You can use this solution :

 import numpy as np def reject_outliers(data, m = 2.): data = np.array(data) d = np.abs(data - np.median(data)) mdev = np.median(d) s = d/mdev if mdev else 0. return data[s<m] 

Example:

 In [20]: l = [603, 21, 25, 23, 2, 57, 19, 148, 160, 182, 501, 60, 26, 21, 25] In [21]: reject_outliers(l) Out[21]: array([21, 25, 23, 2, 57, 19, 60, 26, 21, 25]) In [22]: reject_outliers(l).mean() Out[22]: 27.9 

or so (for mu = 1 ):

 In [25]: reject_outliers(l, 1) Out[25]: array([21, 25, 23, 19, 26, 21, 25]) In [26]: reject_outliers(l, 1).mean() Out[26]: 22.857142857142858 

Graphic representation:

 import pandas as pd import matplotlib.pyplot as plt import matplotlib matplotlib.style.use('ggplot') pd.Series(l).plot.kde(grid=True) 

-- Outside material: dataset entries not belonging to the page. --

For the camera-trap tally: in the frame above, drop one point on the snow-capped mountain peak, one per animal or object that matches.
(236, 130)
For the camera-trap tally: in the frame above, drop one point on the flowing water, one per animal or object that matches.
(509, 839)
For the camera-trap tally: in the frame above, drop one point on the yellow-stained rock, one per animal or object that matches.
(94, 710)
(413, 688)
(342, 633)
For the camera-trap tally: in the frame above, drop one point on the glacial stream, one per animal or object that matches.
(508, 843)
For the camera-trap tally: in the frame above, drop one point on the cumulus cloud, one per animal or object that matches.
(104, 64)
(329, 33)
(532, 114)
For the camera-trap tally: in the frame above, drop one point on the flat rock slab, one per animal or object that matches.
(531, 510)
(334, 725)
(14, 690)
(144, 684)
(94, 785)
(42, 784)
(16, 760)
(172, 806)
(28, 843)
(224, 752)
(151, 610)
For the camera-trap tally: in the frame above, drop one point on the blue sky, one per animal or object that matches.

enter image description here

 pd.Series(reject_outliers(l)).plot.kde(grid=True) 

enter image description here

 pd.Series(reject_outliers(l, 1)).plot.kde(grid=True) 

enter image description here

PS I also advise you to familiarize yourself with the methods of finding anomalies in the Scikit-Learn module.

    It’s not surprising that you didn’t succeed in using the "frontal" methods that you tried to use.

    The fact is that the calculation of the mean, then the standard deviation, then the DIs will work correctly only when the data of your sample will be distributed according to the normal law. Try to build a histogram of your array and see that your distribution is far from normal. It can be considered very approximately exponential, but it is still necessary to prove it.

    In any case, I recommend not to reinvent the wheel, but to get acquainted with the theory. The section is called “anomaly detection” (sometimes also called “outlier detection”). As part of DataScience, similar tasks are also solved in a case that is associated with "clearing the source data." Methods and means of solving such problems are worked out in sufficient detail for many real cases.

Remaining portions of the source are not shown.